Any horror movie that calls itself The Innocents is inviting comparisons. That’s the title, after all, of a true classic: Jack Clayton’s elegant 1961 haunted-house psychodrama, in which Deborah Kerr shuddered and quaked with a superstitious terror that may actually have been a coded expression of her own perverse desires.
The setting is a modern apartment complex, not a sprawling Gothic manor. Scandinavian moppet Ida has moved here with her family, including older sister Anna , whose regressive autism has taken her capacity for speech. No jumpy governess looks after the kids. Adult supervision barely seems to factor into their carefree afternoons. Vogt, in fact, rarely breaks from an adolescent perspective.

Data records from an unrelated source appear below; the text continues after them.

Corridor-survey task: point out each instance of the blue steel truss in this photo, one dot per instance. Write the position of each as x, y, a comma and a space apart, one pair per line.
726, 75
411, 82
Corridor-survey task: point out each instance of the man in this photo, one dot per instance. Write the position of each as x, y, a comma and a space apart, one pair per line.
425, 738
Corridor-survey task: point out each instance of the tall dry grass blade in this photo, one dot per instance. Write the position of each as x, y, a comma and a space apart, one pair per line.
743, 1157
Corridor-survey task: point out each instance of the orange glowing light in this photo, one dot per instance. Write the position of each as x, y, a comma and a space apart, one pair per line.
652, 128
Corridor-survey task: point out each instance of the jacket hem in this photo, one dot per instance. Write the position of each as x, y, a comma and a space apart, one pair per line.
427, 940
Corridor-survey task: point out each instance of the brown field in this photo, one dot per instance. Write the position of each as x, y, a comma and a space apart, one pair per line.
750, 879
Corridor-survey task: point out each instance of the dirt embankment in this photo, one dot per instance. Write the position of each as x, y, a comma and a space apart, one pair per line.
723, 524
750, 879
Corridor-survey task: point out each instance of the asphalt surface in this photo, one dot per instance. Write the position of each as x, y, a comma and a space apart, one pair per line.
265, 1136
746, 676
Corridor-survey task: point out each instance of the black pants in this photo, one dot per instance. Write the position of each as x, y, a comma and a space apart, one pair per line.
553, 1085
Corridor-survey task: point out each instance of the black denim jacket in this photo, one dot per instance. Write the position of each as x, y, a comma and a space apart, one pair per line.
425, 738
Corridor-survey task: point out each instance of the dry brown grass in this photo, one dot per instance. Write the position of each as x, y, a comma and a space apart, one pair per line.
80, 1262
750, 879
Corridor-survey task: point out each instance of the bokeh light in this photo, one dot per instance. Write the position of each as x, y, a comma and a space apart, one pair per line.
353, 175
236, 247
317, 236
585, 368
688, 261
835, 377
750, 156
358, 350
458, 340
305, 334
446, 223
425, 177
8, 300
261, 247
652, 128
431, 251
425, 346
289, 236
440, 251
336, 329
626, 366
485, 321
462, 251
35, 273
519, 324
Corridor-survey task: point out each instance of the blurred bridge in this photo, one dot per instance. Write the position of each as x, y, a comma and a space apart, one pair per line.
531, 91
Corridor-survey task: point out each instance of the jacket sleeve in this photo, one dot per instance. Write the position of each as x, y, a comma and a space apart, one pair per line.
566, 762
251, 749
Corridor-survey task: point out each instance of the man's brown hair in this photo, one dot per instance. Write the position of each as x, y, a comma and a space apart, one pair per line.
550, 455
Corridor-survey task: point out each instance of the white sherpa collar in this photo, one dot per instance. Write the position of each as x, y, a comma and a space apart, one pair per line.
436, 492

Vogt has told a supernatural coming-of-age story before. He co-wrote, with frequent collaborator Joachim Trier, the campus Carrie riff Thelma, about a sheltered college kid whose burgeoning paranormal abilities were really a manifestation of her pent-up desires and resentments. Here, the emotional spectrum is much narrower, because Vogt is following characters whose minds are still very much developing and whose relationships have a primal simplicity.
There are moments of finely orchestrated pinprick unease in The Innocents. On a whole, though, it’s straightforward to a fault, with all the intrigue of a cookie-cutter superhero origin story.